We need to make as much noise as we can any time principles of academic freedom are violated, the status of the individual affected notwithstanding.
Only then can we start bridging the divide between TT/T and everyone else in our common profession.
“…the shrinking tenure-track/tenured faculty…”
Can you provide a source for this claim? The AAUP’s own report in 2013 shows a steady increase in the number of TT faculty in the U.S. between 1975 and 2011, and Bureau of Labor statistics show increases in the past two years as well. While the number of TT faculty positions has probably not kept pace with the number of students, the notion that new PhDs are forced into adjunct positions because of shrinking numbers of TT lines strikes me as questionable.
Shrinking as a percentage, certainly. And there’s no question that there are more PhDs than jobs in many fields.
Thanks, Aaron. I should have realized that the phrase “shrinking tenure-track/tenured faculty” didn’t mean “shrinking tenure-track/tenured faculty.” You English Lit types and your tropes! Got me again!
Oh, please. Shrinking in relationship to student populations. You are quibbling. Also, the percentage of tt/t faculty in the sixties reached almost 80%. It is well less than half that, today: http://agb.org/trusteeship/2013/5/changing-academic-workforce.
“And there’s no question that there are more PhDs than jobs in many fields.”
And there have been for the five decades in which I have been involved in higher education. My program produced the same number of PhDs this past year as it did 25 years ago. Our students’ concern is the number of TT jobs available. That number has increased. What has changed is that the new PhDs who are not fortunate enough to find a TT job used to go into industry, but now can find adjunct work, a response to the rapid growth of student populations in community colleges and for-profits, as the report you cite notes. So the good news is that more of our new PhDs are finding TT jobs. The bad news is that the other new PhDs are often seduced into precarious, contingent positions, where they would have found other careers in the past.

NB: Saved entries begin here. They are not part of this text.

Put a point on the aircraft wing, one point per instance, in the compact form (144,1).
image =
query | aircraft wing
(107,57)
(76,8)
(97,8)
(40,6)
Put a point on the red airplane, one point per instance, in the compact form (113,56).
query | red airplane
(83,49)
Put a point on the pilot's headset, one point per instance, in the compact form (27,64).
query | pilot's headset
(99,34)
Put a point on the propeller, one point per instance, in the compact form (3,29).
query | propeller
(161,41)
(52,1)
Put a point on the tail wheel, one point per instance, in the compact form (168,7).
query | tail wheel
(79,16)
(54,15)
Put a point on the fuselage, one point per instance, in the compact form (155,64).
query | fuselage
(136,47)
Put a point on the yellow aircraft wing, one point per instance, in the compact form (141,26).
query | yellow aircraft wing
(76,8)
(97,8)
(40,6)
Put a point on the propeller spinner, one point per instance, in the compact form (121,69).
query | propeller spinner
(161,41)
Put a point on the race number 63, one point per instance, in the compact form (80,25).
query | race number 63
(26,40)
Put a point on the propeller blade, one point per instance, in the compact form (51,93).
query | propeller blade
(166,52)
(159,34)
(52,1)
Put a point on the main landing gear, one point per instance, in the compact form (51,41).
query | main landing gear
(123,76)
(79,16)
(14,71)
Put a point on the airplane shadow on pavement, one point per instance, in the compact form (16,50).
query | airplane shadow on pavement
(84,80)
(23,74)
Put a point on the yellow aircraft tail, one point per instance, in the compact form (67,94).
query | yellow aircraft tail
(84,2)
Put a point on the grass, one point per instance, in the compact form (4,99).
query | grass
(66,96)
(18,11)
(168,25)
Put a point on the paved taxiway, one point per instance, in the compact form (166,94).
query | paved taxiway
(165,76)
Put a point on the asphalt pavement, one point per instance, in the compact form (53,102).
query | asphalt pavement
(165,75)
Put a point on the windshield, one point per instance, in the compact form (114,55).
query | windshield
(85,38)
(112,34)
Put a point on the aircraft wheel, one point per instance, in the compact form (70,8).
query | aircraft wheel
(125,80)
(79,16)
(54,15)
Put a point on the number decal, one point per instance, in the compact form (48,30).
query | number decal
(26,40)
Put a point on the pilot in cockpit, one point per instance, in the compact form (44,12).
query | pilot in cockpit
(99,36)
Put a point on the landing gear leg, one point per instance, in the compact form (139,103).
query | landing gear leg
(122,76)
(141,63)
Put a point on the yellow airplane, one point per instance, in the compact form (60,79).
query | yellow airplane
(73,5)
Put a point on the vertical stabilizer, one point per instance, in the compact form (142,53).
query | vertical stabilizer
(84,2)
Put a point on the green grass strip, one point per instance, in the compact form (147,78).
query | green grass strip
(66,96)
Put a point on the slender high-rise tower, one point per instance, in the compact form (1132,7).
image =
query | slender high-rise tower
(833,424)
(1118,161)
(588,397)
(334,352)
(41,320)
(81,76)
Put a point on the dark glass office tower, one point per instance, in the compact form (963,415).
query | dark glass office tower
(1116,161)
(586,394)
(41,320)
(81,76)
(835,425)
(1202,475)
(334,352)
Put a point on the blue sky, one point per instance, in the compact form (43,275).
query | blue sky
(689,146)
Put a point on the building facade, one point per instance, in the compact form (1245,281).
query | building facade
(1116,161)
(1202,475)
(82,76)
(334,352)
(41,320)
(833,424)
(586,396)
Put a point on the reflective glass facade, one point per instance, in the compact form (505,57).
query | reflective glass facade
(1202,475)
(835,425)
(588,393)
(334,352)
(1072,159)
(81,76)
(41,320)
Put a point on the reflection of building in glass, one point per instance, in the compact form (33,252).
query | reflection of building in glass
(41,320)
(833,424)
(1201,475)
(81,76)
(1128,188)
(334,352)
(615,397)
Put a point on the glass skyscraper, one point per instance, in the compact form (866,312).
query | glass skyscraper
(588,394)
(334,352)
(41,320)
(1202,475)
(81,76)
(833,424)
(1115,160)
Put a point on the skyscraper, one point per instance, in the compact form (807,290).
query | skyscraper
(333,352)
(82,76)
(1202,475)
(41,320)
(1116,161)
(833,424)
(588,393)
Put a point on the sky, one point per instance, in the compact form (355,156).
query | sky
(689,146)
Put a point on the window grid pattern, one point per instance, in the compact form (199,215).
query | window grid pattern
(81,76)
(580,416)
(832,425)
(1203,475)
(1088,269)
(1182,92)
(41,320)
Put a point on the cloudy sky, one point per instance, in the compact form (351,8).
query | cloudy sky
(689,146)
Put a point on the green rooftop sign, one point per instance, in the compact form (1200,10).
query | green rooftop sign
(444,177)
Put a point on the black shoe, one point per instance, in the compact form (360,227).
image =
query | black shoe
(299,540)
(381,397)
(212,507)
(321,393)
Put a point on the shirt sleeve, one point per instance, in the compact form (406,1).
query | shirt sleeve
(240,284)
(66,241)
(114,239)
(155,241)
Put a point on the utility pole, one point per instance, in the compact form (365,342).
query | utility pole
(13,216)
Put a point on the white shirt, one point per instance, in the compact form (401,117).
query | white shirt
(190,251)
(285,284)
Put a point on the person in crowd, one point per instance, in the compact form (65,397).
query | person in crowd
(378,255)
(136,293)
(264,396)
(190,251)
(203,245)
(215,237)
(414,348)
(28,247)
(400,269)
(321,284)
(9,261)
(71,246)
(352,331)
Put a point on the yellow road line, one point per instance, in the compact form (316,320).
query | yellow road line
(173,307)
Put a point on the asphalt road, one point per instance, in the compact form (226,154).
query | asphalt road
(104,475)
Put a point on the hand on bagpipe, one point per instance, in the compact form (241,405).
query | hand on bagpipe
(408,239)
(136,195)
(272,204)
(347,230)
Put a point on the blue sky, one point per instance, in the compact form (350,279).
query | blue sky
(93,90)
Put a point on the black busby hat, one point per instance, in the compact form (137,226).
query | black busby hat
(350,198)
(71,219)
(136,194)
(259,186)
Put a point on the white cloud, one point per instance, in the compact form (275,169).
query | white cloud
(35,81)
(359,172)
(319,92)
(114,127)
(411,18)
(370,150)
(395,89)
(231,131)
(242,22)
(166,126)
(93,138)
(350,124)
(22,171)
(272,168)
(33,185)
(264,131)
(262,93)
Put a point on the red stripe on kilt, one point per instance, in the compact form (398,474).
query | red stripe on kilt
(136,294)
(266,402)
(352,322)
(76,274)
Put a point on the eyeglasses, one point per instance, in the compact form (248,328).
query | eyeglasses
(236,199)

Apart from my quibble, let me say that the point of your essay is important, even critical, and one that I endorse. The fragility of academic freedom is a large enough problem without the sword of contingency hanging over the heads of roughly half of faculty in the U.S., and upwards of 4/5 of faculty in two year colleges. It’s depressing to have to warn a new PhD that, if they accept that community-college adjunct position, their job rests upon the administration’s expectation of good behavior. I can poke a little fun at your original phrase, but I know you’re fighting the good fight here, and I’m damn glad you are.